8. Conclusion and Future Work

In this paper, we propose a fine-grained content-based access control model RTBAC, which uses topics and risk management to realize dynamic paragraph-level authorization. We use two different datasets to conduct comparative experiments with CBAC and RCBAC. The experimental results show that RTBAC can execute file-level authorization efficiently. Meanwhile, RTBAC can distinguish “curious users” from “normal users” efficiently and restrict the accessibility of curious users.

To the best of our knowledge, the RTBAC model is the first risk-aware access control model with paragraph-level authorization, and we can conduct further researches based on RTBAC in the following two directions:(1)More efficient offline processing. In RTBAC, the topics are extracted based on latent Dirichlet allocation. LDA is one of the most classic topic models, but the execution efficiency of LDA is not very good. Although offline extracting topics does not affect the efficiency of online authorization, in order to apply RTBAC in super large-scale text data, it is also necessary to improve the efficiency of offline extracting topics.(2)RTBAC with encryption technology. In the information age, many data are stored in the clouds. RTBAC is now an access control model for the plaintext database.
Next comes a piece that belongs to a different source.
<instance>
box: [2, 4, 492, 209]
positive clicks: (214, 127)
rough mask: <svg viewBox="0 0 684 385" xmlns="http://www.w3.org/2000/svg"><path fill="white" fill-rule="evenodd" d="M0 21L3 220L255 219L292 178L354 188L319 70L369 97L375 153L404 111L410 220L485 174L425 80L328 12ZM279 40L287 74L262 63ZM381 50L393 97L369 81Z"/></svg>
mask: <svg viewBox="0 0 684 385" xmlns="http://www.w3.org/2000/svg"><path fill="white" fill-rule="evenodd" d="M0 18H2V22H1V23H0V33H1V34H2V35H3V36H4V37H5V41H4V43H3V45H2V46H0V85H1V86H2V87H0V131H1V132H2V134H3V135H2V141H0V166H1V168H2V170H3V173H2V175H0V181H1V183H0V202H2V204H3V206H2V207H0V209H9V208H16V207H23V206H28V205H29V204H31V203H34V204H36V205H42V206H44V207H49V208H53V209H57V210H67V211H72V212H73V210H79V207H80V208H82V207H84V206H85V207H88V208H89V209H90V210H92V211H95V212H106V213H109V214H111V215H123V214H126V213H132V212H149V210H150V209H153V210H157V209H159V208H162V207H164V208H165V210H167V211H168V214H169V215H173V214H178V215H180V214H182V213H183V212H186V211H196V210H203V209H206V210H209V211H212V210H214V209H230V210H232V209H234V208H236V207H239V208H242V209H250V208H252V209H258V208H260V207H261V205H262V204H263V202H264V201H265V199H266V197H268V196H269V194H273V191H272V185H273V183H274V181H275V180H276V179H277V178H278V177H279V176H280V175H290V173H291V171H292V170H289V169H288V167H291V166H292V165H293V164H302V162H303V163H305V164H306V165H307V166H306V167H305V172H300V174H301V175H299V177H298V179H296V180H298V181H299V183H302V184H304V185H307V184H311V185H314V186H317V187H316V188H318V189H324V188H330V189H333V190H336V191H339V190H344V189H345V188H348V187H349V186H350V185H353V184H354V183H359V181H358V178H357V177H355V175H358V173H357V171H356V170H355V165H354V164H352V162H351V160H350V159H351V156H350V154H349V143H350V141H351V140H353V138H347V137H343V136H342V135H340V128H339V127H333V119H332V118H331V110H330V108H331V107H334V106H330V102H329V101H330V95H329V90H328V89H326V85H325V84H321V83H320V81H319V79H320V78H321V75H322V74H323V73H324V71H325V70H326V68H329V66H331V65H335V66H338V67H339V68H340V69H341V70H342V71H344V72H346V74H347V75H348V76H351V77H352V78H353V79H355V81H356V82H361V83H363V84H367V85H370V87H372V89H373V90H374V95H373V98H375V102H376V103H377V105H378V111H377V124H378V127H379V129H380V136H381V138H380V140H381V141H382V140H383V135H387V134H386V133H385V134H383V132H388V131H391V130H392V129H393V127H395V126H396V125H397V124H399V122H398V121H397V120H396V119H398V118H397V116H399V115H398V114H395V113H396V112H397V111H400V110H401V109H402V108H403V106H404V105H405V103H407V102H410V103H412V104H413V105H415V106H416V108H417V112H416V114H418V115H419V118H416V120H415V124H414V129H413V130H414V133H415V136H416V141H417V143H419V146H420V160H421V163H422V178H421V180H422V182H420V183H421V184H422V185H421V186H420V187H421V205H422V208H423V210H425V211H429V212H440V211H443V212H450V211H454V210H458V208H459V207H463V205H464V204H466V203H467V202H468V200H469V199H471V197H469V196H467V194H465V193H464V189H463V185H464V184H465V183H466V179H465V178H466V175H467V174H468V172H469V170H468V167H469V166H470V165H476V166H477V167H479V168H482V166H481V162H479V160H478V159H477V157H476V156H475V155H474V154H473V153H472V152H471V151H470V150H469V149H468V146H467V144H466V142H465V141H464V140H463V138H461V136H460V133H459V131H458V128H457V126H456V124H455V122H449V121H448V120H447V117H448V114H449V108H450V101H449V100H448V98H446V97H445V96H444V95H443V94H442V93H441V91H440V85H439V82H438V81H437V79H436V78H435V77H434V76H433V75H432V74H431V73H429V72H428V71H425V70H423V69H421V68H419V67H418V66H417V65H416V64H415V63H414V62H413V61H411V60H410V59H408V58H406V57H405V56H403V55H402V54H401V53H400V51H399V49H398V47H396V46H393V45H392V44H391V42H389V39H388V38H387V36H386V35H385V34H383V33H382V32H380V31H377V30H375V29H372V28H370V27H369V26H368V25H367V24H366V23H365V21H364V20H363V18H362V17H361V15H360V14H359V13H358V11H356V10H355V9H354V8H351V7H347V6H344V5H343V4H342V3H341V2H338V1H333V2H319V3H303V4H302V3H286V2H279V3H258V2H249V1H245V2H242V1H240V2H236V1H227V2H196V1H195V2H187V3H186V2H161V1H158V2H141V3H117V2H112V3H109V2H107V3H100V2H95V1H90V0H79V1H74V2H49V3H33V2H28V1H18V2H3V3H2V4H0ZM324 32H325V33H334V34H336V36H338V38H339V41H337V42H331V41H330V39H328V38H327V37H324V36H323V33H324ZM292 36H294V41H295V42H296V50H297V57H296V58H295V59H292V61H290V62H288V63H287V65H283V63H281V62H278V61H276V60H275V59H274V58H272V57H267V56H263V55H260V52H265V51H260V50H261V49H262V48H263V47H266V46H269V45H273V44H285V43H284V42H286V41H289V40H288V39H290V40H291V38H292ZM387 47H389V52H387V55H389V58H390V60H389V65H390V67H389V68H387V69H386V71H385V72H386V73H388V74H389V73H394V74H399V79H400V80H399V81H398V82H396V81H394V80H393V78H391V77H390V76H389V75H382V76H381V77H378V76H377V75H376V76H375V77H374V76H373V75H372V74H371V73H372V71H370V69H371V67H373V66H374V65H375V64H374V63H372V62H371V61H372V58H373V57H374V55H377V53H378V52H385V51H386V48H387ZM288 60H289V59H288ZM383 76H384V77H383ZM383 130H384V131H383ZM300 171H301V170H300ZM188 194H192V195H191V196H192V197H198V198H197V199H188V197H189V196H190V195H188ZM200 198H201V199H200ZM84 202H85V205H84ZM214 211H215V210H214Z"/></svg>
In order to apply RTBAC in the cloud computing platform, it is also very necessary to combine RTBAC with encryption technology.

Data Availability

The data used to support the findings of this study are available from the corresponding author upon request.

Conflicts of Interest

The authors declare that there are no conflicts of interest regarding the publication of this paper.

Acknowledgments

This work was supported by the National Natural Science Foundation of China (61972209, 61572263, and 61872197), the Postgraduate Research and Practice Innovation Program of Jiangsu Province (KYCX18_0891 and KYCX21_0789), the Natural Science Foundation of Jiangsu Province (BK20161516 and BK20160916), the Postdoctoral Science Foundation Project of China (2016M601859), the Natural Research Foundation of Nanjing University of Posts and Telecommunications (NY217119), and the Anhui Provincial Key Laboratory of Network and Information Security (AHNIS2020002).